Why do we need Gradient Checking

When pytorch builtin optimizer loss.backward() could calculate gradient and it is proven correct in its calculation , even though why we need to check derivative computation? Whats wrong in my following code to check derivative computation in back propagation? Or we check gradient computation when we implement gradient computation using our python code not using pytorch loss.backward()?

for epoch in range(num_epochs):
    # forward pass (prediction) and loss
    y_predicted = model(X)
    loss = criterion(y_predicted,y)
    # backward loss
    # calculate the gradients 
    loss.backward()
    # update weights
    optimizer.step()
    
    optimizer.zero_grad()
    
    running_loss +=loss.item()

gradcheck and gradgradcheck can be used for custom operations as a test and is also used internally in unit tests.
While I’m sure the gradient calculations are correctly implemented, I’m also sure they would break without proper testing due to (various) changes in the code base. :wink:

1 Like

@ptrblck thanks for giving insight , but in above code as i mentioned there is no any custom code all is code belongs to builtin pytorch , in which scenario it may break?

I’m not sure, if I understand the question correctly, but it could break, if a developer pushes a change to the code base, which could contain a mistake in any calculation, which is why tests are needed.
If you don’t write custom autograd.Functions or work on the backend directly, these methods might be uninteresting for you.

1 Like

@ptrblck thanks , could you please share a simple code for writing custom autograd functions?

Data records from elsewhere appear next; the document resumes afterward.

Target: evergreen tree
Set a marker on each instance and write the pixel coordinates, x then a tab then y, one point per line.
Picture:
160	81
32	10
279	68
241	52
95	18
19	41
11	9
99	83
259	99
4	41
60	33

Still i am not clear if i write following code framework to train neural network then how could it be break? Calculating gradients loss.backward and update weights optimizer.step are builtin in pytorch how come it will break? Are you talking about changes made by pytroch team within new package/release of pytorch?

for epoch in range(num_epochs):
    # forward pass (prediction) and loss
    y_predicted = model(X)
    loss = criterion(y_predicted,y)
    # backward loss
    # calculate the gradients 
    loss.backward()
    # update weights
    optimizer.step()
    
    optimizer.zero_grad()
    
    running_loss +=loss.item()

This tutorial explains how to write custom autograd.Fucntions.

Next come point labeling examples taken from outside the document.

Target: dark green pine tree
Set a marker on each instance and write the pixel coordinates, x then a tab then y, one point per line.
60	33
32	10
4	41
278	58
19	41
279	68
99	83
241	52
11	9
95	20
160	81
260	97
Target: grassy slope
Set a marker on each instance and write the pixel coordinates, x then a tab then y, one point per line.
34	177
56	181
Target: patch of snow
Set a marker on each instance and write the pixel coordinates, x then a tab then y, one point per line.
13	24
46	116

If you are “just using” built-in PyTorch methods, you are most likely not interested in testing utilities.
Yes, since PyTorch is an open source framework with a lot of active developers, things can accidentally break, which is why testing is needed.

1 Like

@ptrblck thanks much appreciated - can you please just share a small piece of example where gradient is being checked , further what need to measure to decide graident is correct or not?